UV–Vis-NIR absorption and emission is dependent on the inorganic components. Mg-Imidazoline exhibited absorption at around 335 nm (Fig. 9a) and emission at around 410 nm (Fig. 12a), which is attributed to the imidazolyl group. In contrast we observed weak absorption due to the imidazolyl group (Fig. 9b), absorptions at around 390 nm and 680 nm (Fig. 9b), and no observable emissions (Fig. 12b) for Ni-Imidazoline, where emission was quenched by the paramagnetic Ni2+ (Fig. 12b). UV–Vis absorptions at around 390 nm and 680 nm (Fig. 9b) are related to oxygen coordinated nickel ions of the octahedral sheet and [Ni(H2O)6]2+ [12, 38, 39], and the absorption peaks at around 390 nm (25,641 cm−1) and 680 nm (14,706 cm−1) are attributed to transitions 3A2g3T1g (P) (390 nm) and 3A2g3T1g (F) (680 nm) of oxygen-coordinated nickel ions in the octahedral sheet. The shoulders at the longer wavelength can be attributed to these transitions of [Ni(H2O)6]2+ within the interlayer space.

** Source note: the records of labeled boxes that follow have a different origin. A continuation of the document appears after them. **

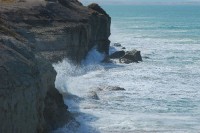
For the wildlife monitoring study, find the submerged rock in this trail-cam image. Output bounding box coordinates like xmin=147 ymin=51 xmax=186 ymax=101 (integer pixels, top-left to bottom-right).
xmin=119 ymin=49 xmax=142 ymax=64
xmin=97 ymin=86 xmax=125 ymax=91
xmin=109 ymin=51 xmax=125 ymax=59
xmin=0 ymin=0 xmax=111 ymax=133
xmin=88 ymin=91 xmax=99 ymax=100
xmin=114 ymin=43 xmax=122 ymax=47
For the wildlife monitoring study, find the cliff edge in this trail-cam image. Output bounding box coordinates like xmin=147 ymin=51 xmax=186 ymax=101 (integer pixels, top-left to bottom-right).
xmin=0 ymin=0 xmax=111 ymax=133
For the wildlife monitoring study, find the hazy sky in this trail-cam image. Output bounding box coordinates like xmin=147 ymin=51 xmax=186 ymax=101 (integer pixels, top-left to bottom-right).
xmin=80 ymin=0 xmax=200 ymax=5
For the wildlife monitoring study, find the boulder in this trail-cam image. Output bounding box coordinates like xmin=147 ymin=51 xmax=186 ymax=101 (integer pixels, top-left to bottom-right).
xmin=88 ymin=91 xmax=99 ymax=100
xmin=97 ymin=86 xmax=125 ymax=91
xmin=114 ymin=43 xmax=122 ymax=47
xmin=109 ymin=50 xmax=125 ymax=59
xmin=119 ymin=49 xmax=142 ymax=64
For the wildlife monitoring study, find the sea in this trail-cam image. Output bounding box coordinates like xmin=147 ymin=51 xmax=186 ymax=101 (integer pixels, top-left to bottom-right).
xmin=53 ymin=5 xmax=200 ymax=133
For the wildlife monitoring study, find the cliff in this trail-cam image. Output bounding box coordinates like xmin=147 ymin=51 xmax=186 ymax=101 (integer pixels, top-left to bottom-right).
xmin=0 ymin=0 xmax=111 ymax=133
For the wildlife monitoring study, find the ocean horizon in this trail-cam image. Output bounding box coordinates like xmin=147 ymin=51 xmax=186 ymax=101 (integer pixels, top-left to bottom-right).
xmin=54 ymin=5 xmax=200 ymax=133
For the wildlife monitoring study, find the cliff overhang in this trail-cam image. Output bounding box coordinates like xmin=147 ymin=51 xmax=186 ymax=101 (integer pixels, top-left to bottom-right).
xmin=0 ymin=0 xmax=111 ymax=133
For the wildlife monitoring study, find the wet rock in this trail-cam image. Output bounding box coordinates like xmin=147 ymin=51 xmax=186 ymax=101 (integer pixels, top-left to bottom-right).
xmin=119 ymin=50 xmax=142 ymax=64
xmin=0 ymin=0 xmax=111 ymax=133
xmin=109 ymin=51 xmax=125 ymax=59
xmin=96 ymin=86 xmax=125 ymax=91
xmin=114 ymin=43 xmax=122 ymax=47
xmin=101 ymin=56 xmax=112 ymax=63
xmin=105 ymin=86 xmax=125 ymax=91
xmin=88 ymin=91 xmax=99 ymax=100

The NIR spectrum showed broad absorption around 8660 cm−1 (1150 nm) for Ni-TEOS (Fig. 11d), which is attributed to the transition 3A2g3T2g of Ni (II) [38, 39]. However, NIR analysis did not indicate this absorption for Ni-Imidazoline (Fig. 11b), whereas UV–Vis analysis demonstrated absorption peaks attributed to transitions to higher energy levels than 3T2g, i.e., 3T1g (Fig. 10).

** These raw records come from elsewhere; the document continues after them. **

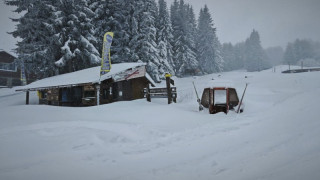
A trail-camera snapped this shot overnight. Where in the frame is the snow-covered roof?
[17,63,154,91]
[208,79,234,88]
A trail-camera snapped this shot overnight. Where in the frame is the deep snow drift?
[0,66,320,180]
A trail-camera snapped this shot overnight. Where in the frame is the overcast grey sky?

The Ni octahedral sheet is sandwiched by the two imidazolylsiloxane sheets in the proposed model for Ni-Imidazoline (Scheme 2), whereas the Ni-trioctahedral sheet is sandwiched by the two Si tetrahedral sheets in Ni-TEOS, as described above. Thus, the environments around the Ni octahedral sheets are partially different in Ni-Imidazoline and Ni-TEOS. The FT-IR spectra with the sharper absorption peaks for Ni-TEOS (Fig. 7d) also suggest a structure with higher regularity for the Ni-trioctahedral sheets of Ni-TEOS than for the Ni octahedral sheets of Ni-Imidazoline, as described above. We speculate that the difference in the NIR spectra between Ni-Imidazoline and Ni-TEOS (Fig. 11b, d) relates to the difference in the regularities of their structures. The low regularity of the Ni octahedral sheet splits the energy levels of Ni-Imidazoline, and absorption due to the transition becomes very broad and is not easily observed. An enlarged spectrum showed a small and broad dimple in this wavenumber region for Ni-Imidazoline (see Electronic Supplementary Material).

Scheme 2
scheme 2

Schematic representations of a proposed model for layered inorganic-imidazoline monoliths and b and c tentative and d proposed models for a layer of the monolith

Full size image

To summarize, Mg-Imidazoline exhibited UV–Vis absorption and emission arising from the organic moiety. In contrast, Ni-Imidazoline exhibited UV–Vis-NIR absorption related to both the inorganic and organic moieties.

5 Conclusions

We synthesized layered inorganic–imidazoline monoliths (Mg-Imidazoline and Ni-Imidazoline) from organotrialkoxysilane (ITES) and metal acetates. The analytical results enabled a model to be proposed in which the imidazolyl group is located between the 2:1 phyllosilicate-like layers and bonds covalently with them. This study also represents the first report of the optical properties of Mg-Imidazoline and Ni-Imidazoline. Mg-Imidazoline and Ni-Imidazoline exhibit properties arising from both inorganic and organic moieties, and properties due to the organic moiety are partially altered depending on the inorganic component. Ni-Imidazoline exhibits both strong absorption attributed to the inorganic moiety and weak absorption arising from the imidazolyl group, but hardly any emissions, whereas Mg-Imidazoline exhibits both absorption and emission arising from the imidazolyl group. We hope the modest results presented in this study will help to guide future research on novel layered inorganic–organic monoliths that exhibit various functions.